Des lumières qui commençaient à briller dans les maisons piquaient de leurs points rouges la gaze violette du crépuscule.

Celinda et son compagnon contemplaient le village et le fleuve en silence comme dans la crainte que leur voix ne troublât le calme mélancolique du couchant.

—Partez, mademoiselle Rojas, dit brusquement Richard, pour rompre le charme de l’heure, la nuit s’avance et votre estancia est loin.

Celinda ne croyait pas au danger. Ni les hommes ni la nuit ne lui faisaient peur; cependant, elle prit congé de Watson et mit son cheval au galop. Richard suivit, pour entrer dans la Presa, un espace découvert que les habitants considéraient comme la rue principale; dans cette agglomération récente, du reste, toutes les rues étaient principales par leurs vastes dimensions.

Avec prévoyance, le gouvernement de Buenos-Ayres avait décrété que dans les villages nouveaux surgis au désert les rues seraient larges d’au moins vingt mètres.

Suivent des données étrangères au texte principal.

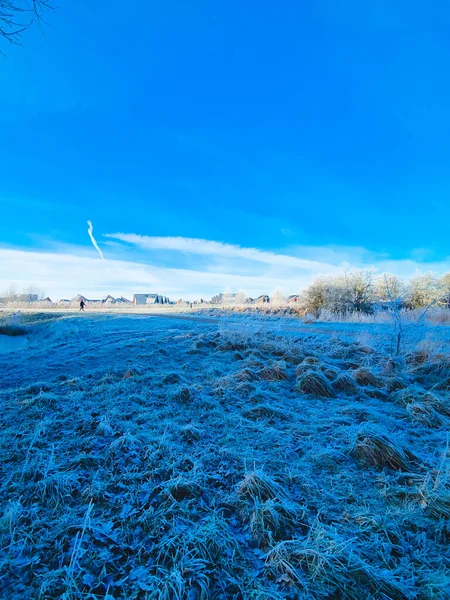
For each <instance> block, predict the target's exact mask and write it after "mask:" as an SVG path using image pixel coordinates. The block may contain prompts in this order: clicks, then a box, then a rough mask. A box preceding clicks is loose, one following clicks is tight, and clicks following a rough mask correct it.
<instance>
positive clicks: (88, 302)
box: [70, 294, 103, 304]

Qui pouvait savoir s’ils ne deviendraient pas un jour de grandes villes!... En attendant, les demeures basses, à un seul étage, restaient séparées de celles qui leur faisaient face par une étendue énorme que les ouragans glacials balayaient sans rencontrer d’obstacles ou que les colonnes de poussière recouvraient d’un épais nuage. Parfois le soleil brûlait la terre et faisait lever sous les pieds du passant des nuées bourdonnantes de mouches; d’autres fois les flaques laissées par les rares pluies obligeaient les habitants à marcher dans l’eau jusqu’au genou pour aller voir le voisin d’en face.

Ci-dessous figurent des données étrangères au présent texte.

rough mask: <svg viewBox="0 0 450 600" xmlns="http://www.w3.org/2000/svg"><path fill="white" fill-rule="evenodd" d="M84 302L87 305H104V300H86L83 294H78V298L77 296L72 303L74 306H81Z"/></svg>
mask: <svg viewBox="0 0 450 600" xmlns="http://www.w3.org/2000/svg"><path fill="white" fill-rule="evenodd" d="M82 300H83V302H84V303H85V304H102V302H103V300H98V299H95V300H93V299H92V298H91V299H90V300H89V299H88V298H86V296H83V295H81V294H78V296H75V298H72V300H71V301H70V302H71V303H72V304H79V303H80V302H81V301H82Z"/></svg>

En avançant entre les deux rangées de maisons, Watson rencontra les principaux personnages de l’endroit. Il aperçut d’abord M. de Canterac, un Français, ancien capitaine d’artillerie, qui, à en croire certaines gens qui se disaient ses amis, avait dû abandonner sa patrie à la suite d’affaires d’ordre privé. Il était ingénieur au service du gouvernement argentin qui le chargeait de travaux lointains et pénibles que ses collègues du pays répugnaient à entreprendre. C’était un homme de quarante ans, maigre, les cheveux et la moustache grisonnants, l’aspect assez jeune cependant.

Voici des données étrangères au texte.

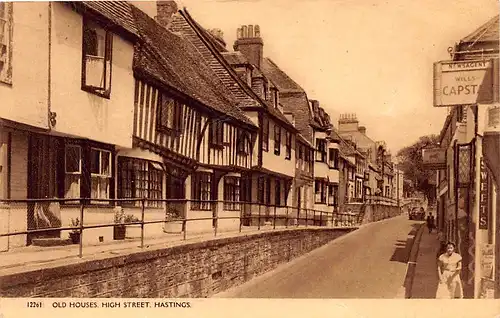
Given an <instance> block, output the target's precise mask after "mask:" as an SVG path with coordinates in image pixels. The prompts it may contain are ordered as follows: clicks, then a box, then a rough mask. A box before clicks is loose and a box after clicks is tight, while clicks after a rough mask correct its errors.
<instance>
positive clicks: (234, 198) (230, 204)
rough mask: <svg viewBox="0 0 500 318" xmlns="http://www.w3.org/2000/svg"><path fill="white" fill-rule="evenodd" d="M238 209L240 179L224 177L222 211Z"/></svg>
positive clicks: (228, 210) (236, 177)
mask: <svg viewBox="0 0 500 318" xmlns="http://www.w3.org/2000/svg"><path fill="white" fill-rule="evenodd" d="M239 209H240V178H239V177H224V210H226V211H238V210H239Z"/></svg>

Il marchait d’un air martial, comme s’il portait encore l’uniforme, et ne négligeait pas, en plein désert, l’élégance de sa mise.

Canterac était entré à cheval dans la rue dite principale, vêtu d’un élégant costume d’écuyer, la tête couverte d’un casque blanc. Il aperçut Watson, et mit pied à terre pour marcher à côté de lui en tenant son cheval par la bride; il examina les plans que rapportait l’Américain.